中野さんが口にした「僕を信じてください」
──中野さんと制作を進める中で、特に印象に残ったことはありますか?
沙田 いっぱいあるよね。
蒼山 うん。メンバーとよく話しているのは、「アシンメトリ」のデモを中野さんが持ってきてくれたときに「僕を信じてください」って言ってくれたことですね。最初にそう言ってくれたことがすごく印象的で。
沙田 「そう言ってくださるなら委ねられるな」って思ったし、実際、お互いに気持ちよく作業ができたので。初めて一緒に曲を作るわけだし、「どういうふうに乗っかればいいだろう?」と思っていたところに「信じてください」と言ってもらって、自分たちの決意も固まったんです。「この曲で飛躍したいな」っていう気持ちが、「絶対に飛躍するぞ!」に変わったというか。
──「このアレンジが正しい」ではなくて、「信じてください」と言ってもらうと、信頼感が増しますよね。
沙田 そうなんですよ。そのときに「疑問に思うことがあったら、ちゃんと言えるな」って思ったので。

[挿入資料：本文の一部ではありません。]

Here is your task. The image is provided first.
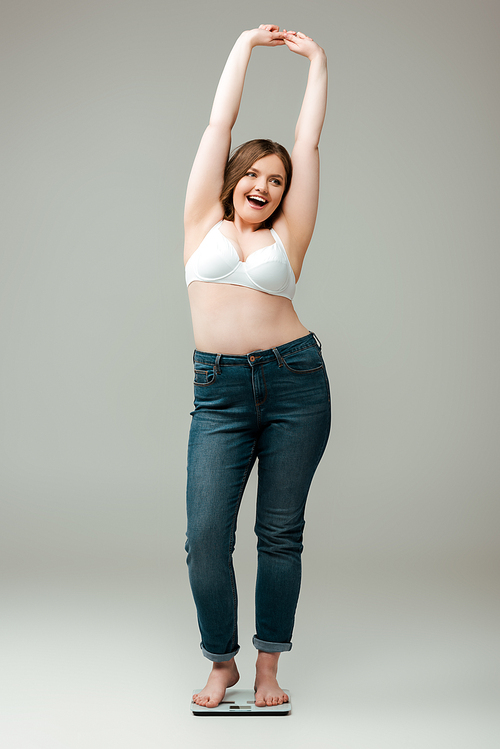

蒼山 中野さんはハッキリ言ってくれるし、こちらの意見も引き出してくれて。ねごとのメンバーは思っていることがあっても、お互いに「どう言葉にしようかな」って考えてしまう瞬間があって。それをグッと外から引き出してくれるというか。
──それが中野さんのプロデュースのスタイルということでしょうね。
中野 まあ、いろんなやり方があると思いますけどね。バンドのやりたいことを引き出す人もいるだろうし、何も色が付いていないシンガーにいろんなものをあてがうのが得意なプロデューサーもいるだろうし。僕もBOOM BOOM SATELLITESで外部のプロデューサーと一緒にやってみようと試みたことがあったんですけど、なかなかうまくいかなかったんです。「何をやればどこに行けるのか?」を明快に言ってくれる人がいたらいいなという気持ちはずっとあったんです。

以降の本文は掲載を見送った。